Unconditional Conditional Love

    Well everyone, this post is about my great theological secret that I think could benefit many people. I have already written one blog post about it before. The idea is based on an adaptation of the kind of love I learned about at church a long time ago.  Sometimes people talk about “unconditional love,” which supposedly is love that continues even when people are not in a condition that seems as lovable as usual, or as lovable as possible.  It seems so nice, except for the fact that a lot of times, it becomes more of some kind of “unconditional condescension” instead, because in your heart, you think the person is not actually lovable.  People think that they are just flinging their amazing and priceless love into a void as some heroic act, when really, for them to take that view means they have to ignore great worth that God himself has created.  I became unsatisfied with that hypocrisy early in my life, and have tried a different way of relating to people, which might seem contradictory or even redundant. But I think that really, it is closer to what unconditional love was supposed to be. I think it would be best described as “unconditional conditional love.”  The idea of it is that your choice to extend goodwill and appreciation to people is unconditional, but the love itself is based on actual lovable factors about people that you deliberately search for and easily find if you are a good person yourself.
    People might interrupt here and excitedly say, “oh, like “tough love” where you get to confront people about their faults.”  No, I still mean a kind positive caring effort in thought and feeling and deed, that gives people the benefit of the doubt even if that doubt is reminiscent of total depravity.
    There are all kinds of things to love and even admire about almost anyone.

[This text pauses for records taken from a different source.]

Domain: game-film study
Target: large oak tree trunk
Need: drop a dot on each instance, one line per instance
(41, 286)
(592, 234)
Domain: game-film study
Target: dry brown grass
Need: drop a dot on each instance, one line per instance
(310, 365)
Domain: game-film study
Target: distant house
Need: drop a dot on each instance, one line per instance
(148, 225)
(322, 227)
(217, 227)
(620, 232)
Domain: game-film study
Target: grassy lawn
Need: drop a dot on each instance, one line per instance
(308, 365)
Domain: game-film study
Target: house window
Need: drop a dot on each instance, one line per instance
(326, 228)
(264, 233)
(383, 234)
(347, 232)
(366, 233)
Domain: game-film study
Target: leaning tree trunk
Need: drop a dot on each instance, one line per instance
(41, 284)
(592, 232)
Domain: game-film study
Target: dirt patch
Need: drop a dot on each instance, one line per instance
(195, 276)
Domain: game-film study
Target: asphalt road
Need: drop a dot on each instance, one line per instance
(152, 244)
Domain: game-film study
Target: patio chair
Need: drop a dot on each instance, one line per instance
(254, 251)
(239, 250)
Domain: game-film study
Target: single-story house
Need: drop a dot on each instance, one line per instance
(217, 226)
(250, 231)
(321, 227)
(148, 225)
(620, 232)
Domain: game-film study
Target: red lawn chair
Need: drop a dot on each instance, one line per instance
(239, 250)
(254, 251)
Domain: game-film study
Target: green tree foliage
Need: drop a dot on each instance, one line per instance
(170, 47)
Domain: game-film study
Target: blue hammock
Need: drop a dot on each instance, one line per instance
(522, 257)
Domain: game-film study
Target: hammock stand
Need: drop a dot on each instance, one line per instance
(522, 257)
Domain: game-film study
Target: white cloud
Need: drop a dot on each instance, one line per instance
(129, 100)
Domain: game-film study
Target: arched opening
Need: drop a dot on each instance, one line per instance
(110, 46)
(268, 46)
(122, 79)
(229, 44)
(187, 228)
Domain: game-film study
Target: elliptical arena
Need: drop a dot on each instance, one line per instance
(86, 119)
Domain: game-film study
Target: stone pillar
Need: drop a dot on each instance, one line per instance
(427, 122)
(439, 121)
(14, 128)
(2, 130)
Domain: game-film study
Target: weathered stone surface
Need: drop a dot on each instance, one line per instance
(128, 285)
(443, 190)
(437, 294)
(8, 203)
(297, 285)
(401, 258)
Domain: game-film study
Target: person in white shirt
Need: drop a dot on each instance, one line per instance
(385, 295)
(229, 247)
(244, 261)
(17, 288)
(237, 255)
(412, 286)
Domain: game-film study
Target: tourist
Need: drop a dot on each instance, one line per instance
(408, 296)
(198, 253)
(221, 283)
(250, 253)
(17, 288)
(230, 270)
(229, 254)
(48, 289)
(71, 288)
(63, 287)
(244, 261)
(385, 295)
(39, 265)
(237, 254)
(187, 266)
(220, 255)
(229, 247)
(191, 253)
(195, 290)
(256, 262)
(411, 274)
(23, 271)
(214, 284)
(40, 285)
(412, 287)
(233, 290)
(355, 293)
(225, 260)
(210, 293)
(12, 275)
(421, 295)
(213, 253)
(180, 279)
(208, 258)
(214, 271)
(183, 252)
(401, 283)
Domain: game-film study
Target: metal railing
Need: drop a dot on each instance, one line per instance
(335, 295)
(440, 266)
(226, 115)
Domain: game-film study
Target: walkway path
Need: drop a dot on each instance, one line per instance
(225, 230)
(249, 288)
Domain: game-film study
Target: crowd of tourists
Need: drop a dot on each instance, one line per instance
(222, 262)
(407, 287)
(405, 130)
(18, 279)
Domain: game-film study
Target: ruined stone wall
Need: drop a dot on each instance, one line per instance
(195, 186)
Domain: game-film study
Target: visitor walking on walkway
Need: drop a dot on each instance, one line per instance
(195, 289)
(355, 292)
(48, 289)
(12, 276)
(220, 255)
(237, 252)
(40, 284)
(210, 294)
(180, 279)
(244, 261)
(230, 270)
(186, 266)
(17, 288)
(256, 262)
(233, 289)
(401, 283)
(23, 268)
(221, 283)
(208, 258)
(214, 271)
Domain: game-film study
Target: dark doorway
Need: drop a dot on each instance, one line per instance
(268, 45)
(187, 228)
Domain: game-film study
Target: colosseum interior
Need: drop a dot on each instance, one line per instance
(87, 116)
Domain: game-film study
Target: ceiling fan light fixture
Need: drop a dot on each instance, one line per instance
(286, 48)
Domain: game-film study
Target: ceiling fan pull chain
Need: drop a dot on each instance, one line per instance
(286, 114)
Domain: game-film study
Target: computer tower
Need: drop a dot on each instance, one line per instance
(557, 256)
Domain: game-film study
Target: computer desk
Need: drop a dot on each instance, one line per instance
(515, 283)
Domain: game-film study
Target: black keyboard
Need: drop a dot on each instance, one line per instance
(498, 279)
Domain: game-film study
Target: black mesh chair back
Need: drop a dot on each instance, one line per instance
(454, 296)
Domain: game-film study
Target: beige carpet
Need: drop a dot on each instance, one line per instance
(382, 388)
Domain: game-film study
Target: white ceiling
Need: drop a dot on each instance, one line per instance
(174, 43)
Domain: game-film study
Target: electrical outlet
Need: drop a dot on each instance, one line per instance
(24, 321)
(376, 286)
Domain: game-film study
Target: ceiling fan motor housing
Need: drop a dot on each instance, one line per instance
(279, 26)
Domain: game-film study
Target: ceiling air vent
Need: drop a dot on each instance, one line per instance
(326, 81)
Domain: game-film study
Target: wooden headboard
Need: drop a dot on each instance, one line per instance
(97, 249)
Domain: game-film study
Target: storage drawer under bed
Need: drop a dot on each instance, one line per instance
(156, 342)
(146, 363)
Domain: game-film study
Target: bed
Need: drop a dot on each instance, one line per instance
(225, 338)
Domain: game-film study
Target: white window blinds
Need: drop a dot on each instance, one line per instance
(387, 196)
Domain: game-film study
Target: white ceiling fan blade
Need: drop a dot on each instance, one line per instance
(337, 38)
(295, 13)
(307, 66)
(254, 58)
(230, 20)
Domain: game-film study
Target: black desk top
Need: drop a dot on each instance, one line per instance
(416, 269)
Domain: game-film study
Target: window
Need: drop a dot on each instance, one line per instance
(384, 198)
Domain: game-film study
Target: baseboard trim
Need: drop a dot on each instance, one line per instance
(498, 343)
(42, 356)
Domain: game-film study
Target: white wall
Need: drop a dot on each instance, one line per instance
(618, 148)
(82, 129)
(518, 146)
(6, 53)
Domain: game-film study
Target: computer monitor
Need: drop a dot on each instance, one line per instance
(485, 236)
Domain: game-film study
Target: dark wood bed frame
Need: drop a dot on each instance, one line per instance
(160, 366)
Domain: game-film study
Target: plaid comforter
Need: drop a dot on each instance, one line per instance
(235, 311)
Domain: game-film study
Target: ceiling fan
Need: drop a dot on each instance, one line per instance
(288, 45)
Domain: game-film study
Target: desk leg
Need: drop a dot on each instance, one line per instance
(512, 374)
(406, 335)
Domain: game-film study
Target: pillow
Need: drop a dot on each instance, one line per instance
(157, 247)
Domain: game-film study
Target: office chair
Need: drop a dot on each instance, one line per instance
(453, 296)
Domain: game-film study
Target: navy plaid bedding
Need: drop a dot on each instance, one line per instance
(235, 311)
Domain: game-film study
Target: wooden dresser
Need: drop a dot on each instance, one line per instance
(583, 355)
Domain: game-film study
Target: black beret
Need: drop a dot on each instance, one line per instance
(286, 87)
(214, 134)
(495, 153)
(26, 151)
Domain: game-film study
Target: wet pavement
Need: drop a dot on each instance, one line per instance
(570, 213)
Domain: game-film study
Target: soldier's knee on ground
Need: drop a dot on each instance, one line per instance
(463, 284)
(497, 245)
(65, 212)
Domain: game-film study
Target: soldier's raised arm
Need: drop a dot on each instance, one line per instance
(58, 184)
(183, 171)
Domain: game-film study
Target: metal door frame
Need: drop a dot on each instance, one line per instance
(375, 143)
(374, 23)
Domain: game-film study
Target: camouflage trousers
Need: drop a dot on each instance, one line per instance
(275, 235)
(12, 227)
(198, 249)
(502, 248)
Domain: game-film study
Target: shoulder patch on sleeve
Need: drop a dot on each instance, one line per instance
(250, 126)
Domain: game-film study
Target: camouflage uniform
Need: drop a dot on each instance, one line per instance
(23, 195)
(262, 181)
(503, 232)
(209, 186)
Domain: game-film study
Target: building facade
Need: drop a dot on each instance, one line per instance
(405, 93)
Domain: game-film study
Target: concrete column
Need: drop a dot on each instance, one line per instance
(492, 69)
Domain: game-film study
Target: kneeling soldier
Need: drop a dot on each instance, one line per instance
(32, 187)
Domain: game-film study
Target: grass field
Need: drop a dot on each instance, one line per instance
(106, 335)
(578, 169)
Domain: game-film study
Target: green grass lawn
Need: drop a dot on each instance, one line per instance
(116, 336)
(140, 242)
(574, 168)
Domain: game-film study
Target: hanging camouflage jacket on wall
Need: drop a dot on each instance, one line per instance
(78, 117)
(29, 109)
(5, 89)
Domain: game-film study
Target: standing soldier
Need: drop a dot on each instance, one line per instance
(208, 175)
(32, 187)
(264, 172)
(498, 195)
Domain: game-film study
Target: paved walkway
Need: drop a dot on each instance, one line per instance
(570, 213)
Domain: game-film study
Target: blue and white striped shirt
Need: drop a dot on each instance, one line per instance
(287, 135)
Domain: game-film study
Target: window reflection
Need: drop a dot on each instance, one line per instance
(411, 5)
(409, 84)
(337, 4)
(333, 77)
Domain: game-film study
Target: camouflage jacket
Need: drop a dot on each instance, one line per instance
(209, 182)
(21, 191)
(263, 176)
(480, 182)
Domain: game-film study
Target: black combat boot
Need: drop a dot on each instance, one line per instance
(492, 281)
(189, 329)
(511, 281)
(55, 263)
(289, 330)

The intellectual effort of it can kind of turn you into a robot if not enough nice people love you back, but I think in the end, it is much more effective and true than insulting people with a love so fake that you have to remind everyone that it is not based on anything whatsoever except for your own decision to ignore Jesus’s command not to throw your pearls to pigs.
   It starts with looking around and questioning church doctrine, and secretly whispering to yourself and to God, “What if these people actually are lovable?” and “What if really I’m not in a zombie movie like the people who disapprove of zombie movies tried to tell me?”
    I myself do not like zombie movies, so that is not exactly my point. My point is that if you think being friends with someone is such a miracle that brought life out of an abyss of pure evil, then you should also be doing other miracles that are more obvious, like making trees walk. And if you’re not, then maybe the miracle is that people would be friends with you.